Analysts Provide Bullish Forecasts for Gold Amid Yellen Speculation

By HY Markets Forex Blog

Analysts polled on Nov. 15 provided highly bullish predictions for gold at a time when markets were impacted by speculation that Federal Reserve chief nominee Janet Yellen would contribute to sustained use of quantitative easing.

This information could prove valuable to those who want to make money by trading the precious metal.

Recent poll: Many analysts bullish about gold

In a recent Bloomberg poll that involved 18 market experts, the portion of respondents who predicted that gold would appreciate during the following week was the highest since Oct. 4. They made this prediction at a time when the precious metal was down 23 percent for the year at less than $1,300 per ounce. Comparatively, the commodity reached its peak in 2011, at a level of more than $1,900.
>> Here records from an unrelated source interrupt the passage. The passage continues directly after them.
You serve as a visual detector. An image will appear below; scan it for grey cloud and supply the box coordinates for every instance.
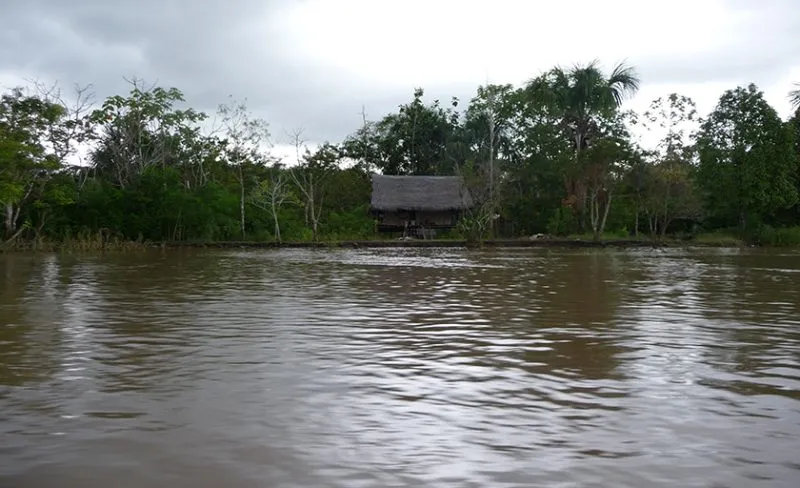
[0,0,800,146]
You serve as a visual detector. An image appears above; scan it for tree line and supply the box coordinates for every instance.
[0,61,800,248]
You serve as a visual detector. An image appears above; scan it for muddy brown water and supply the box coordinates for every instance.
[0,249,800,488]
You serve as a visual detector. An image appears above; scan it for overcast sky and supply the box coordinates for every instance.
[0,0,800,159]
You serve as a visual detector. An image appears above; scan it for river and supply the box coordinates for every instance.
[0,249,800,488]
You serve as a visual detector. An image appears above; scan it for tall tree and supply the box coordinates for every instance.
[217,99,271,239]
[92,80,206,188]
[789,83,800,110]
[0,88,67,240]
[634,93,700,238]
[527,60,640,231]
[697,84,798,231]
[354,88,459,175]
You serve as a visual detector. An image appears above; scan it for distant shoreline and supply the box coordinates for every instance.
[159,239,742,249]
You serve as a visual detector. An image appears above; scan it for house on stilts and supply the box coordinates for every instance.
[371,174,473,239]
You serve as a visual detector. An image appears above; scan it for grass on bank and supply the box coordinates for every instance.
[0,226,800,252]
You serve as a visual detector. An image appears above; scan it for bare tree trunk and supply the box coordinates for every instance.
[239,163,246,239]
[600,190,612,235]
[3,203,16,239]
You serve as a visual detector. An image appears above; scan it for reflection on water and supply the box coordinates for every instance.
[0,249,800,487]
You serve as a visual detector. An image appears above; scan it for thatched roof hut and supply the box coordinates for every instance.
[372,174,473,212]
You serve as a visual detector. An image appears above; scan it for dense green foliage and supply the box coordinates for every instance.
[0,67,800,245]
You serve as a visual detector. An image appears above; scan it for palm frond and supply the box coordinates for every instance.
[789,83,800,110]
[607,62,641,106]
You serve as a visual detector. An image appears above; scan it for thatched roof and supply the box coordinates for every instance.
[372,174,472,211]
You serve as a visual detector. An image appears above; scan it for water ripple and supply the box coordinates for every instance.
[0,249,800,487]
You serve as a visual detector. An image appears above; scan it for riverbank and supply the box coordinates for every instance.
[0,237,780,253]
[160,238,742,249]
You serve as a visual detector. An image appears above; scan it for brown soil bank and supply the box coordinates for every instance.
[163,239,692,248]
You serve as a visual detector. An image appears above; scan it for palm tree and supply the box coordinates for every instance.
[789,83,800,110]
[527,60,640,238]
[528,60,639,153]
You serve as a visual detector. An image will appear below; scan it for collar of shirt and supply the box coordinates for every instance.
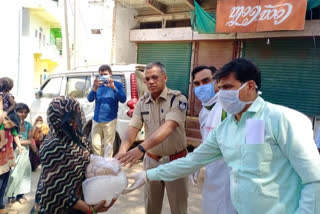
[146,87,168,103]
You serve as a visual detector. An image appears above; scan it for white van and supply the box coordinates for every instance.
[30,64,146,154]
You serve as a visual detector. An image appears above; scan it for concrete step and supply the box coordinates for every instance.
[186,117,200,129]
[186,128,201,140]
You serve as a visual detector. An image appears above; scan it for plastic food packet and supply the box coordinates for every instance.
[82,145,128,205]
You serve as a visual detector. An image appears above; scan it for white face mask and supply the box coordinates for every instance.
[218,82,253,114]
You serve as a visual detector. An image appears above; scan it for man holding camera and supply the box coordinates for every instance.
[87,65,127,157]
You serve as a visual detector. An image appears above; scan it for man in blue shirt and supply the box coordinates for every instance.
[122,59,320,214]
[88,65,127,157]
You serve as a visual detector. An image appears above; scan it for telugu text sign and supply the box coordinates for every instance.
[216,0,307,33]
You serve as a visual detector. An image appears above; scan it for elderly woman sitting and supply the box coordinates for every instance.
[32,97,114,214]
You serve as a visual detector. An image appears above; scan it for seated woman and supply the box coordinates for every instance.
[31,97,115,214]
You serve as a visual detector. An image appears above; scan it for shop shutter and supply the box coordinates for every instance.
[243,38,320,116]
[191,40,234,116]
[137,43,192,97]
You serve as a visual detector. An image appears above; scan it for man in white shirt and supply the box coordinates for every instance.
[191,66,237,214]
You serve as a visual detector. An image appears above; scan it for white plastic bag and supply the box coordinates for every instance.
[82,155,128,205]
[82,170,128,205]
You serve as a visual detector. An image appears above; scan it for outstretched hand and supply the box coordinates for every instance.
[93,198,117,213]
[122,171,147,194]
[115,147,144,167]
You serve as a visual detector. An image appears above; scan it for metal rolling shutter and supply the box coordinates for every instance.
[137,43,192,97]
[243,38,320,116]
[191,40,234,116]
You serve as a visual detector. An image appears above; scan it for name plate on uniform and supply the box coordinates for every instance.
[246,119,264,144]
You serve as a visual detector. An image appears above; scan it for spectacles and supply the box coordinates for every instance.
[144,75,160,82]
[193,77,213,86]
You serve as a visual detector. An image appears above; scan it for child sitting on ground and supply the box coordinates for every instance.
[0,114,23,213]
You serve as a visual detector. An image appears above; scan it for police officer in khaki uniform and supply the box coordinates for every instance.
[116,62,188,214]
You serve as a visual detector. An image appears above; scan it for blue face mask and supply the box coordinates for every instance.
[194,83,215,103]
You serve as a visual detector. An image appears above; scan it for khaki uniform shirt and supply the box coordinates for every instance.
[129,88,187,156]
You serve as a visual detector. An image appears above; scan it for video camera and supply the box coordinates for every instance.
[99,75,110,84]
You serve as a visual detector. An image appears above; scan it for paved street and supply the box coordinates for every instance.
[9,163,204,214]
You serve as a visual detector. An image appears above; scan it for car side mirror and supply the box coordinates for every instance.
[35,90,42,99]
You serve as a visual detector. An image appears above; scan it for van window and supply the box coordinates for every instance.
[66,76,90,98]
[41,77,62,98]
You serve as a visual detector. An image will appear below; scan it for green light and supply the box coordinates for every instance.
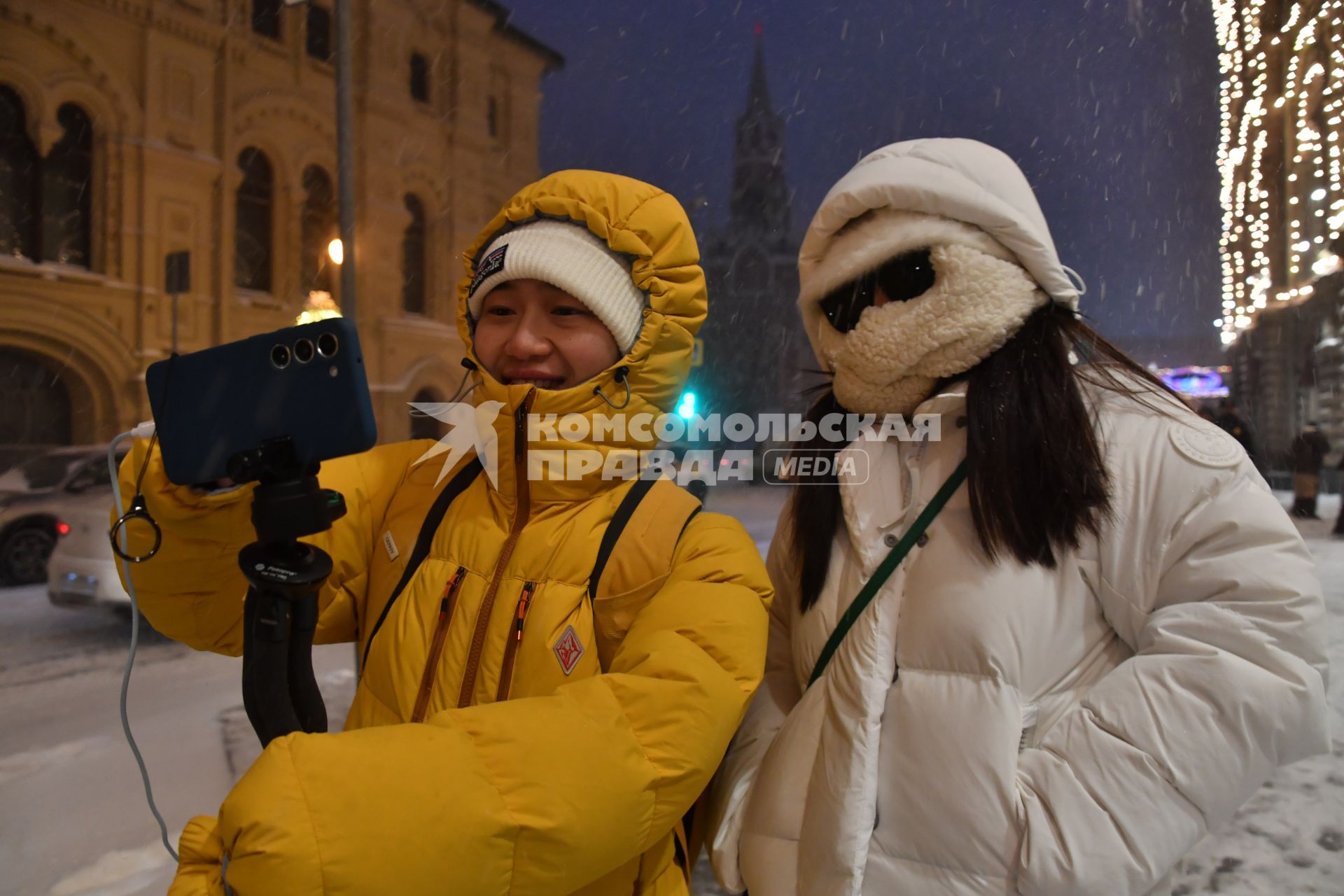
[676,392,695,421]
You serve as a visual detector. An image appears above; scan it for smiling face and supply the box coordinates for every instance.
[473,279,621,390]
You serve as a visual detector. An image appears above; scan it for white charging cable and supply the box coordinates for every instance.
[108,421,177,862]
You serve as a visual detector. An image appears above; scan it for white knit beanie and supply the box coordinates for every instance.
[466,220,645,355]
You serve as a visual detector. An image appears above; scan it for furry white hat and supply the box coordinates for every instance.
[466,220,645,355]
[798,139,1084,357]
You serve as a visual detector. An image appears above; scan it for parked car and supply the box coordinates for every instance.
[47,486,130,610]
[0,444,123,584]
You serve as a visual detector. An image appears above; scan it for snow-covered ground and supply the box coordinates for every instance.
[0,486,1344,896]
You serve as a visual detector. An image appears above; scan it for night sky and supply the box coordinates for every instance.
[497,0,1220,363]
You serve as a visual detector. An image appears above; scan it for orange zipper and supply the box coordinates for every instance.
[495,582,536,700]
[412,567,466,722]
[457,388,536,706]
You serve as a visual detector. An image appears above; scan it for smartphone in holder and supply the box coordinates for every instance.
[145,317,378,485]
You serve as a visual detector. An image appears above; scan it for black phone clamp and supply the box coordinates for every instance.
[228,437,345,747]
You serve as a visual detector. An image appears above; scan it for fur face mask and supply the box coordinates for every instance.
[817,241,1050,414]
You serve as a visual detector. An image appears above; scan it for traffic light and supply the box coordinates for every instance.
[676,392,695,421]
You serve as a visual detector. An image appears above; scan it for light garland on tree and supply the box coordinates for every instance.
[1214,0,1344,345]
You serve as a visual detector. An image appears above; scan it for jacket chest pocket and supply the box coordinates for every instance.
[496,582,603,700]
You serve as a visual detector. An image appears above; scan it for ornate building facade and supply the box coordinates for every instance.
[691,29,816,427]
[1214,0,1344,468]
[0,0,562,444]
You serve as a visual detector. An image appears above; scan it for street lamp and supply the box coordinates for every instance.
[284,0,355,326]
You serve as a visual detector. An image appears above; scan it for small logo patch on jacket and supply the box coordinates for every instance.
[466,244,508,298]
[555,626,583,674]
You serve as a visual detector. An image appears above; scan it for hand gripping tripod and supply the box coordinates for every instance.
[228,437,345,747]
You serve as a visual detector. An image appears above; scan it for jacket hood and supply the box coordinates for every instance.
[798,139,1084,357]
[457,171,707,497]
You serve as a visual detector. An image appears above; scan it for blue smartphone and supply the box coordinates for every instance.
[145,317,378,485]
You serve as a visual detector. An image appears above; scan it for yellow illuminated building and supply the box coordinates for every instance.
[0,0,562,461]
[1212,0,1344,468]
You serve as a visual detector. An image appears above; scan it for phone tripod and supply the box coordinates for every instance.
[228,437,345,747]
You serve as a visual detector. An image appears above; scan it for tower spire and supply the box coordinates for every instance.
[731,22,790,246]
[748,22,770,113]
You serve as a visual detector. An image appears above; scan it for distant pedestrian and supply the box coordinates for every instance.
[1214,400,1256,462]
[1332,456,1344,538]
[1287,421,1331,520]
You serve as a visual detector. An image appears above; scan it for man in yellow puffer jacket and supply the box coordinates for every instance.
[121,171,771,896]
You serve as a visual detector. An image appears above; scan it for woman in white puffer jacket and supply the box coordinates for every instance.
[708,140,1329,896]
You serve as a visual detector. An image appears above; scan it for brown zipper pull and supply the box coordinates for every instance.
[495,582,536,701]
[513,582,536,640]
[412,567,466,722]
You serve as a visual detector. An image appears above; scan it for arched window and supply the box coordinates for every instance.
[253,0,282,41]
[307,3,332,62]
[300,165,336,294]
[234,146,274,290]
[0,345,74,448]
[0,85,42,260]
[412,388,445,440]
[412,52,428,102]
[42,102,92,267]
[402,193,425,314]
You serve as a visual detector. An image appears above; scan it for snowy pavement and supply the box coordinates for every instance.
[0,486,1344,896]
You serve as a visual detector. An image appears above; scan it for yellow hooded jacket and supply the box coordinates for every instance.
[121,171,771,896]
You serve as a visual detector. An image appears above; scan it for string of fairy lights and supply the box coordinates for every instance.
[1212,0,1344,345]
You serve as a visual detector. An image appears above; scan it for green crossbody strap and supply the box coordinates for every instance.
[808,461,966,688]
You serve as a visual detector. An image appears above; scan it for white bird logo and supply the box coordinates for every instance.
[412,402,504,485]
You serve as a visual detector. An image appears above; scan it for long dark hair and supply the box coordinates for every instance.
[790,302,1180,610]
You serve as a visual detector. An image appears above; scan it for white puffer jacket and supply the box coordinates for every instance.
[710,382,1329,896]
[707,140,1329,896]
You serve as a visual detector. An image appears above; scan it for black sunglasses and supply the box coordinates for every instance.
[820,248,937,333]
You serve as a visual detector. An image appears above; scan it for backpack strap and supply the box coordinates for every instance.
[589,478,700,671]
[589,477,700,601]
[359,456,481,669]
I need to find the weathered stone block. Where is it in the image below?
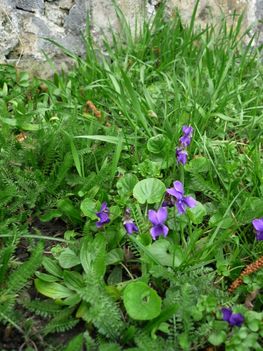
[65,0,90,35]
[15,0,45,13]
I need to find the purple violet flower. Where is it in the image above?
[252,217,263,240]
[221,308,244,327]
[179,126,194,147]
[96,202,110,228]
[176,147,188,165]
[123,219,138,234]
[148,207,169,240]
[166,180,196,214]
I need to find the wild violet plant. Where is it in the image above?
[176,125,194,165]
[167,180,197,214]
[252,217,263,240]
[221,308,244,327]
[148,207,169,240]
[96,202,110,228]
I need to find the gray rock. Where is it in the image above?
[45,3,66,27]
[65,0,90,35]
[15,0,45,13]
[0,8,20,58]
[58,0,74,10]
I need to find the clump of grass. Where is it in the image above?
[0,3,263,351]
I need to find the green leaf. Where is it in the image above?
[116,174,138,198]
[35,279,74,300]
[35,272,59,283]
[208,330,226,346]
[80,198,97,221]
[123,282,162,321]
[147,134,171,154]
[106,248,124,265]
[39,209,62,222]
[133,178,166,204]
[148,240,173,267]
[80,234,106,278]
[237,196,263,224]
[63,271,84,291]
[57,199,81,224]
[43,256,63,278]
[187,202,207,224]
[58,248,80,268]
[64,334,83,351]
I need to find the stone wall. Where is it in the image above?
[0,0,263,76]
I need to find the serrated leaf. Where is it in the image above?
[58,248,80,268]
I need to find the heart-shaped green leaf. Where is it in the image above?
[116,174,138,198]
[133,178,166,204]
[123,282,162,321]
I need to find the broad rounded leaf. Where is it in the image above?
[116,174,138,197]
[148,240,173,266]
[123,282,162,321]
[187,201,207,224]
[147,134,170,154]
[80,198,97,220]
[133,178,166,204]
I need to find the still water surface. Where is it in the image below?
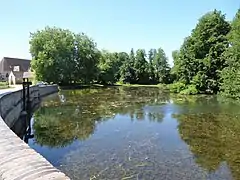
[29,87,240,180]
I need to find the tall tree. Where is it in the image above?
[148,49,157,84]
[134,49,149,84]
[221,9,240,99]
[30,27,74,83]
[172,10,230,93]
[120,49,136,83]
[29,27,99,84]
[74,33,101,84]
[153,48,170,84]
[98,50,121,84]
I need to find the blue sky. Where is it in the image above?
[0,0,240,62]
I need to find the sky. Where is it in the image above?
[0,0,240,64]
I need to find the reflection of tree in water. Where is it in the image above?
[175,113,240,179]
[33,87,169,147]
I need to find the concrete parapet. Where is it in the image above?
[0,85,69,180]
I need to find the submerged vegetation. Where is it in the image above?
[31,86,240,180]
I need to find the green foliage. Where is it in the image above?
[180,84,199,95]
[221,10,240,99]
[153,48,170,84]
[173,10,230,93]
[0,82,9,89]
[168,82,186,93]
[134,49,148,84]
[30,27,100,84]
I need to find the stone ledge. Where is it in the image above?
[0,87,69,180]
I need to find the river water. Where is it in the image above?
[28,87,240,180]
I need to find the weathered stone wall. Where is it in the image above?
[0,86,69,180]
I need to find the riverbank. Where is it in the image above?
[59,83,168,90]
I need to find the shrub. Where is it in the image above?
[168,82,186,93]
[180,84,198,95]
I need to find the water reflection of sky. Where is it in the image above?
[26,88,240,180]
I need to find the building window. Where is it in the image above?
[13,66,20,71]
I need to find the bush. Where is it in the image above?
[168,82,186,93]
[0,82,9,89]
[180,84,198,95]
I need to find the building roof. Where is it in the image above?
[0,57,31,72]
[9,71,23,79]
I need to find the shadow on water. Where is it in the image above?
[11,87,240,180]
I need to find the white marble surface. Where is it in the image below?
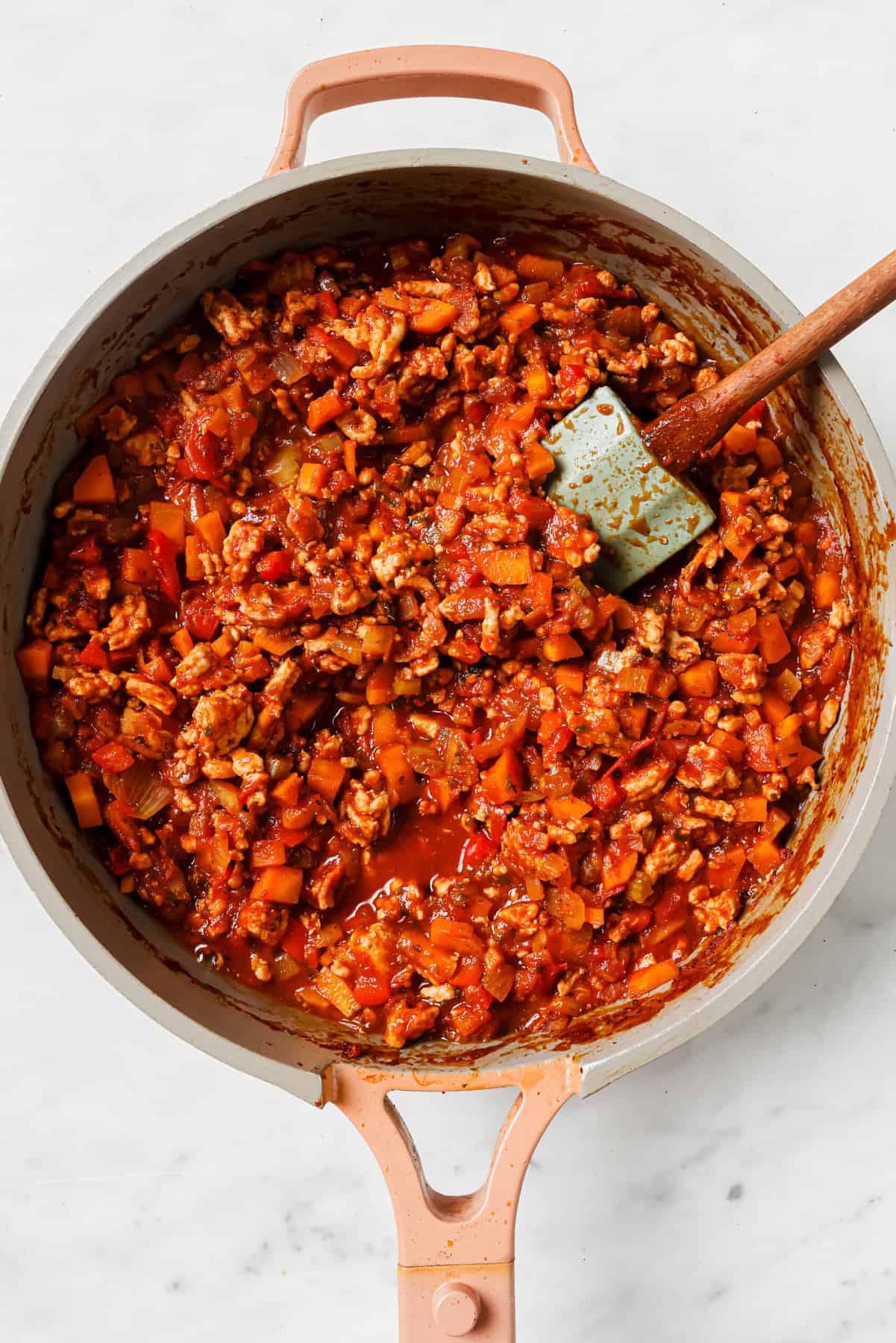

The precious metal has had a rough year, as it fell into a bear market in April. Gold then continued its decline for the next few months, falling to a recent low in June when it dropped below $1,200 per ounce. After declining to that level, the commodity managed to enjoy some appreciation, entering a bull market once again in August.

Paulson maintains stake in GLD

Amid this turmoil, there are certainly those who are optimistic about what the future holds for the precious metal. One individual who is a well-known supporter of gold is billionaire John Paulson, according to Bloomberg.

Data provided in a government filing indicated that during the third quarter, his fund, Paulson & Co., did not change its stake in the SPDR Gold Trust, the media outlet reported. This is the largest exchange-traded product for the precious metal, and Paulson & Co. is the single largest stakeholder in the trust, which trades under the ticker symbol GLD.

Individuals who want to make money by trading gold might benefit from knowing about this information. The precious metal could be undervalued currently, and could therefore provide global market participants with the potential to enjoy significant upside. While gold has traditionally been thought of as a safe haven asset, many market experts have stated over the last several months that they have lost their faith in the precious metal as a store of value.

A perfect example of the developments that could potentially result in the commodity being undervalued currently is the latest data provided by industry organization the World Gold Council, which indicates that in the most recent quarter, global demand for bullion plunged 21 percent, according to the media outlet.

It is also important for those who want to make money by trading the metal to know that it is currently on track to record its first annual loss in more than a decade. The precious metal managed to rise in value every year until this one.

 

Yellen and QE

One major factor that has been cited repeatedly as having an influence on global asset prices is QE, and the recent statements made by Yellen support theĀ idea that if she is confirmed as Fed chief, she will continue to harness these bond purchases to stimulate lackluster economic growth, according to Bloomberg. During recent testimony she provided to the Senate Banking Committee, she stated that she is not particularly concerned about a bubble existing in securities.

“I don’t see evidence at this point, in major sectors of asset prices, misalignments,” she stated during the hearing, the media outlet reported. “Although there is limited evidence of reach for yield, we don’t see a broad buildup in leverage, where the development of risks that I think at this stage poses a risk to financial stability.”

She emphasized at the event that she would like to address the high unemployment that exists currently by harnessing bond purchases to help accelerate the economic recovery, according to the news source. Yellen made an effort to alleviate the concerns of those who are worried that the value of many different assets have risen to bubble levels.

At the hearing, the vice chair of the Fed stated that both the job market and the U.S. economy are currently in a situation that is “far short of their potential” and that before policymakers consider reducing bond purchases, these key indicators need to be improved, Bloomberg reported. Her statements led Nic Brown, head of commodities research at London-based Natixis SA, to speculate that Ben Bernanke will probably not announce any changes to QE at the next policy meeting.

“It’s unlikely that Bernanke will do anything at his last meeting if he perceives that his successor would prefer to leave policy unchanged,” Brown told the news source. “The dollar may drop back, too. This is all potentially positive for gold prices in the very short term.”

These combined variables, which will likely contribute to the precious metal appreciating, could be very beneficial to those who want to make money by trading gold.